The picture is the view seen from "Midreshet Sde Boker" , where I have driven yesterday (3.5 hours drive each direction !) to attend the opening ceremony of the activity which my second daughter (out of four), Adi, is going to participate during the coming year. This is an activity in which high-school graduates postpone their army duty for one year, and invest it in volunteering activities, and learn leadership skills, in the Negev dessert, "in the middle of nowhere". From the Greek philosophy we have two competing views of the relations between the individual and the society -- the individual-centered, where society is aimed to serve the individuals, and society-centered, where individuals are part of society.
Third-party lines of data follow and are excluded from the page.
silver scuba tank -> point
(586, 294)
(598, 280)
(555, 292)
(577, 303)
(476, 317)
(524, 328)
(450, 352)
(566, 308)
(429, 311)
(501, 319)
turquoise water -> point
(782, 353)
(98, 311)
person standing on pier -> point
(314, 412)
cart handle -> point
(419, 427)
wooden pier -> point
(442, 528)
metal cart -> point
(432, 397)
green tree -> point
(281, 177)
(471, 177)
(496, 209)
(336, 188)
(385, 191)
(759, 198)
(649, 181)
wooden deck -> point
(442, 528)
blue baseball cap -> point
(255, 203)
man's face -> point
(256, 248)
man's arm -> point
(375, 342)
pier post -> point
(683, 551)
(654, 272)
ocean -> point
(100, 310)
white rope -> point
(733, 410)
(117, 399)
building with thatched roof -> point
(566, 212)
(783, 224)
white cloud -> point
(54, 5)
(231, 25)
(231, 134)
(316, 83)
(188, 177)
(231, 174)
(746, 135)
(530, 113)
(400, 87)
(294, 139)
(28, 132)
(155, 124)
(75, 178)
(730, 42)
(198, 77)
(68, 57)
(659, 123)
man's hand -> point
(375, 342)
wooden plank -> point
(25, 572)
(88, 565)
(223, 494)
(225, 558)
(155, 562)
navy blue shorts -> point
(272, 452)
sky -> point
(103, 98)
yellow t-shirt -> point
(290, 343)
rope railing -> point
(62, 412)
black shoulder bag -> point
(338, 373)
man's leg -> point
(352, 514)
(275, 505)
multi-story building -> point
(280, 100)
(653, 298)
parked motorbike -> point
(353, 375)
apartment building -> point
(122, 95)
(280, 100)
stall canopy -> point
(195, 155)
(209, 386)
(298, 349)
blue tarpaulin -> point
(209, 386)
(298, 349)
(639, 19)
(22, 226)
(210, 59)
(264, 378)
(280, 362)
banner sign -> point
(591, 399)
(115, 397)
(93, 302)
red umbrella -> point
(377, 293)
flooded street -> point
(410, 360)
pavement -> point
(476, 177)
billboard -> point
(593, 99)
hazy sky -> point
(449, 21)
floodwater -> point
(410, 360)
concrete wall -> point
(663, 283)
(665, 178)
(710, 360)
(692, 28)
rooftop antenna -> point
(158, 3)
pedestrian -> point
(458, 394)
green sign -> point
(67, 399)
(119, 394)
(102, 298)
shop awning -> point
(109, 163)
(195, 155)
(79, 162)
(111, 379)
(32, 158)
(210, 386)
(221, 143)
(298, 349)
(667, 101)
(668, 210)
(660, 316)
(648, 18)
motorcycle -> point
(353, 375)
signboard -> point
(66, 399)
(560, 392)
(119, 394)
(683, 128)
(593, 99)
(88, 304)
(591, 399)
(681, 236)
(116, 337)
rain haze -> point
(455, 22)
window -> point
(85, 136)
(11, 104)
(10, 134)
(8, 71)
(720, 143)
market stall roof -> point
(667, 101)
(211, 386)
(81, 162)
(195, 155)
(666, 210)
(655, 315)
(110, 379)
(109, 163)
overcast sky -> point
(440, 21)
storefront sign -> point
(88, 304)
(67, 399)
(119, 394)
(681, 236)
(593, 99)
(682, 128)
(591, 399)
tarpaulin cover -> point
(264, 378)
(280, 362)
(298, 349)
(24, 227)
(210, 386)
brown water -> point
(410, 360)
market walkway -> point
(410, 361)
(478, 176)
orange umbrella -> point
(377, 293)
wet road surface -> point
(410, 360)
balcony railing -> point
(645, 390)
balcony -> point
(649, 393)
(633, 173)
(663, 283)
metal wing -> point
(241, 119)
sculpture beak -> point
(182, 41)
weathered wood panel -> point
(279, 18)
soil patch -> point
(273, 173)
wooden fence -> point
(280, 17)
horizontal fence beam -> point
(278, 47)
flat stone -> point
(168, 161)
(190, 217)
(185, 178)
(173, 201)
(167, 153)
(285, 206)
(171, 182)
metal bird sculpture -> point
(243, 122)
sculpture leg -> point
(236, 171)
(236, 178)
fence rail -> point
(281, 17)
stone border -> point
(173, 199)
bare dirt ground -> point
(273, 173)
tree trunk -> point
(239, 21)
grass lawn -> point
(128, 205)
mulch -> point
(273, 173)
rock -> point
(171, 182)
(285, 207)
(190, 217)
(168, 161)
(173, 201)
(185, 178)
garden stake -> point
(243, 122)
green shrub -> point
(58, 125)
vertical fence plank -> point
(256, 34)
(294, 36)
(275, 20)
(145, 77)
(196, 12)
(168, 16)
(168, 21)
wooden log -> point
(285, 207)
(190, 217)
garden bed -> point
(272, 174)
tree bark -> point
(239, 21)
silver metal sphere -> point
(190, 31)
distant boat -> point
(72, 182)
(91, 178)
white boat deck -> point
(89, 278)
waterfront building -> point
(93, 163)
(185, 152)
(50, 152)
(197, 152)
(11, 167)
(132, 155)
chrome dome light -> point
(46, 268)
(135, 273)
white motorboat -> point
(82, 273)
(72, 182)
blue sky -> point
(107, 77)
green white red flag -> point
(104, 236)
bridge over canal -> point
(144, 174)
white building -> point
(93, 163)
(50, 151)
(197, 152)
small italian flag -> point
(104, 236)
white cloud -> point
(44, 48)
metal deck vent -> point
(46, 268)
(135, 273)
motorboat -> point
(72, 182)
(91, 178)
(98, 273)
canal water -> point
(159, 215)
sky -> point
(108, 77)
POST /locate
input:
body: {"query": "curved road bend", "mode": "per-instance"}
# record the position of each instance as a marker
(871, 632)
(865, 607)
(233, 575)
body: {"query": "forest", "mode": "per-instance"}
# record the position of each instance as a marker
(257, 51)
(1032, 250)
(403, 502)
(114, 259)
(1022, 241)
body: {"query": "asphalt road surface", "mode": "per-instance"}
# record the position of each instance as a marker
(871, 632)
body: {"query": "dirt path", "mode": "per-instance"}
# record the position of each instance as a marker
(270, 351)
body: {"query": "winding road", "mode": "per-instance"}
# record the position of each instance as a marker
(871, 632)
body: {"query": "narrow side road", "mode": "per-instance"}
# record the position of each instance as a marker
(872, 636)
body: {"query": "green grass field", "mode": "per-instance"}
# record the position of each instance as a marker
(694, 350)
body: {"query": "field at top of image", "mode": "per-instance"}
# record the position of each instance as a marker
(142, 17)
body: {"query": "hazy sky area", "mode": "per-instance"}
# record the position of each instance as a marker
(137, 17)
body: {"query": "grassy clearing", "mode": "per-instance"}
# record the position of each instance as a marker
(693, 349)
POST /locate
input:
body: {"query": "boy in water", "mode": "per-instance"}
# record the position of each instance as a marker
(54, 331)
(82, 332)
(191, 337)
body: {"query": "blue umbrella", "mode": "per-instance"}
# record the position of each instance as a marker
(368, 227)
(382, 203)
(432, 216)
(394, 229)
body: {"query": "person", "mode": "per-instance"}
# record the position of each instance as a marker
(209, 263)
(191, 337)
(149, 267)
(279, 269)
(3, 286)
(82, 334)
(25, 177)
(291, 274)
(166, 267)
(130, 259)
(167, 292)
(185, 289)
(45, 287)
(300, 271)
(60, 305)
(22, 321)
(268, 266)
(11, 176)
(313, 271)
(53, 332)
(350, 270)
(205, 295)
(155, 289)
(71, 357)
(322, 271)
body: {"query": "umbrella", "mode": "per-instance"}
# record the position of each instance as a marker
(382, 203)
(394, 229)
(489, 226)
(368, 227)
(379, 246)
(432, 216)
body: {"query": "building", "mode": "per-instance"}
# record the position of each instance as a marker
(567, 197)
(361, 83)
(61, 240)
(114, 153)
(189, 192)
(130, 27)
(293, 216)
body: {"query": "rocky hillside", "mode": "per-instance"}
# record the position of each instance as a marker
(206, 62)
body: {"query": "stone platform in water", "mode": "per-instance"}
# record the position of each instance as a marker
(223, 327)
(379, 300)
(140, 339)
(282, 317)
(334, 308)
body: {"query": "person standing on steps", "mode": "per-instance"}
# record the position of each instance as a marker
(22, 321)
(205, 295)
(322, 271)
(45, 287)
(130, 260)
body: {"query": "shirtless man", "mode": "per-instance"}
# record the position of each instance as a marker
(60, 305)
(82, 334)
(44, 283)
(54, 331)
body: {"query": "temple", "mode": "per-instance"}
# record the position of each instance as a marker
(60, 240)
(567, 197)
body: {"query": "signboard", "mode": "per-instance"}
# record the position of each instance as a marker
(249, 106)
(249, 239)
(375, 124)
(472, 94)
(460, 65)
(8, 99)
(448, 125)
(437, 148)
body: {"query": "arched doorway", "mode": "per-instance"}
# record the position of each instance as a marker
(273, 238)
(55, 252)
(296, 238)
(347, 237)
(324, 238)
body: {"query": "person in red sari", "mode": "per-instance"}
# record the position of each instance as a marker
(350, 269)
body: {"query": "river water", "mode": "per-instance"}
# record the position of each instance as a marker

Our universe is very much individual-centered, so it is a refreshing to find a group of young people who are ready to contribute one year from their life (yes, without being paid), to do volunteering work that help the society.
In moving back to "event processing", it is clear that event processing is not a detached thing, as the customer really wants a manufacturing system, or trading system, or billing system, and technology is only a way to achieve it, it is also true that there are typically no pure event-driven applications, but parts of applications that do event processing, which makes the interoperability, the ability to embed event processing within existing paradigms, and the ability of systems and applications to sense and respond, is a critical success factor.
Consequently, we'll see more and more event processing systems embedded in application integration middleware, rather than a stand-alone engines. More on that - later.